Jobs and the issues associated with them are often a source of friction among committed couples. Whether it's working late or the stress of dealing with difficult colleagues or bosses, the frustrations that build up throughout the workday aren't always left at the front doorstep -- and that's doubly true when both partners face challenges at work.
New research suggests, however, that two-income couples in nurturing relationships are able to better weather workplace turbulence than those who don't get much support from their spouses.
The rise in the number of two-income households means many more couples today are dealing with both the stress of work and home life, says study author, Wayne Hochwarter, a professor of business administration at Florida State University in Tallahassee.
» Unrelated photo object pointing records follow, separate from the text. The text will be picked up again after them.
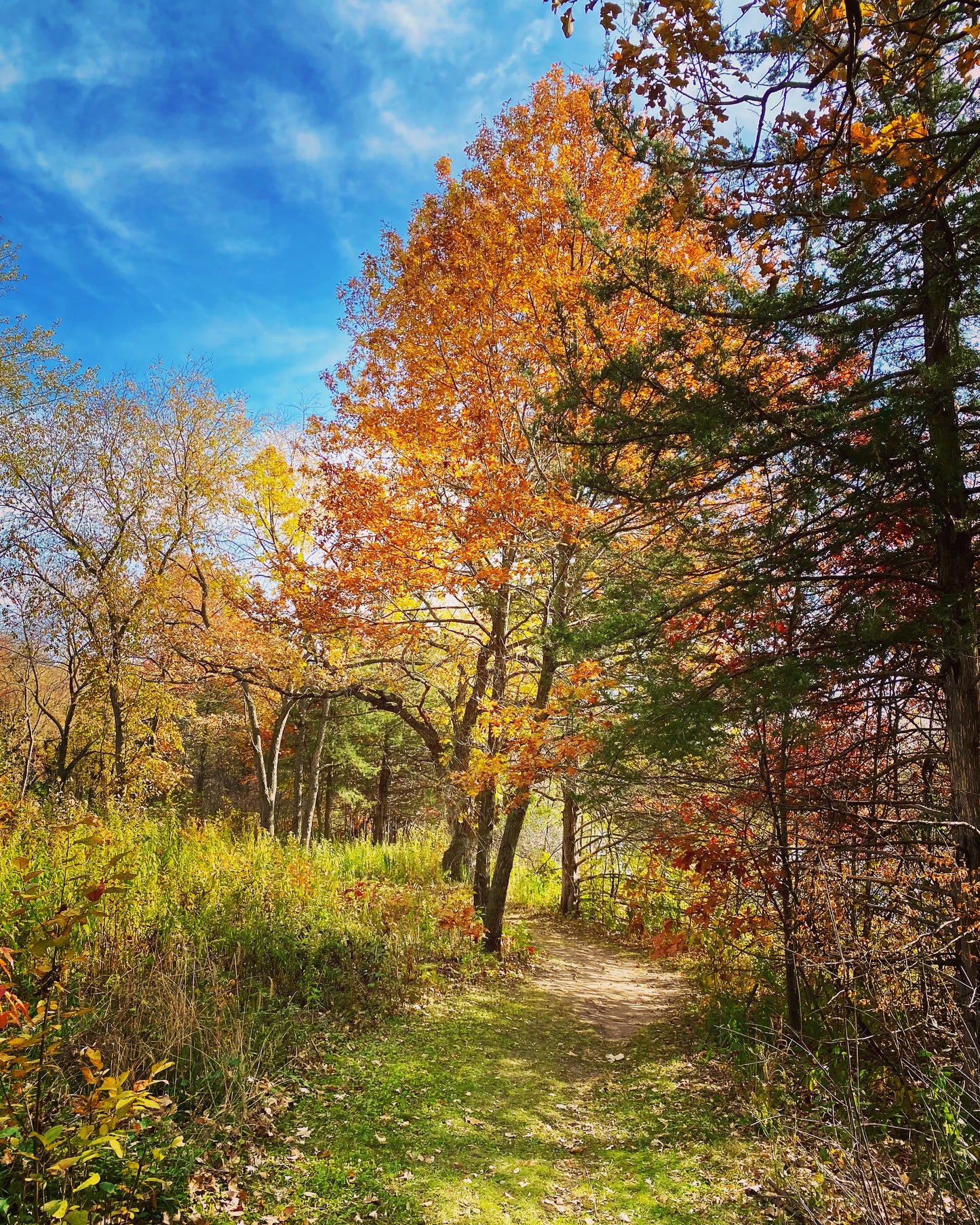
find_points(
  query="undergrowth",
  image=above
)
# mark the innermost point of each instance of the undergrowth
(145, 945)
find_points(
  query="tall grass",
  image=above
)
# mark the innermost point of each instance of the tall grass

"Given that a lack of support from one's spouse represents a major cause of both divorce and career derailment, this research is needed to address issues that affect both home and work," Hochwarter says in a statement accompanying results of the study.
The study examined more than 400 working heterosexual couples from both blue- and white-collar occupations. Those who reported high levels of stress but strong spousal support -- compared to stressed-out employees without much support -- reported positive benefits, such as:
- 50 percent higher rates of satisfaction with their marriage
- 33 percent greater likelihood of having positive relationships with co-workers
- 30 percent lower likelihood of experiencing guilt associated with home/family neglect
- 30 percent lower likelihood of being critical of others (spouse, children) at home
- 25 percent higher rates of concentration levels at work
"When you're still angry or upset from yesterday's stress, your workday will likely go in only one direction -- down," he says.
Further, Hochwarter says he identified key factors distinguishing favorable from unfavorable support, noting that some attempts to support stressed-out spouses may backfire and make matters worse.
Those who did receive strong support at home, however, shared several common characteristics, including:
- Awareness of one's spouse's daily work demands caused by a lack of resources, deadlines and supervisors
- Understanding that communication lines are open regardless of the circumstances
- Recognizing that distancing oneself from the family or lashing out isn't a practical way to foster help. In fact, it tends to bring out the worst in others -- and even causes the supporting spouse to become distant and act out as well
- Not bombarding the family with complaints about minor workplace irritants.
- Not trying to "one-up" one's spouse in terms of who has had the worse day
- Not keeping a running tab on who is giving and who is getting
The research showed it was most important for spouses to offer support on days when they themselves need it just as much, Hochwarter says. "Successful couples almost always kept a steady supply of support resources on reserve to be tapped on particularly demanding days."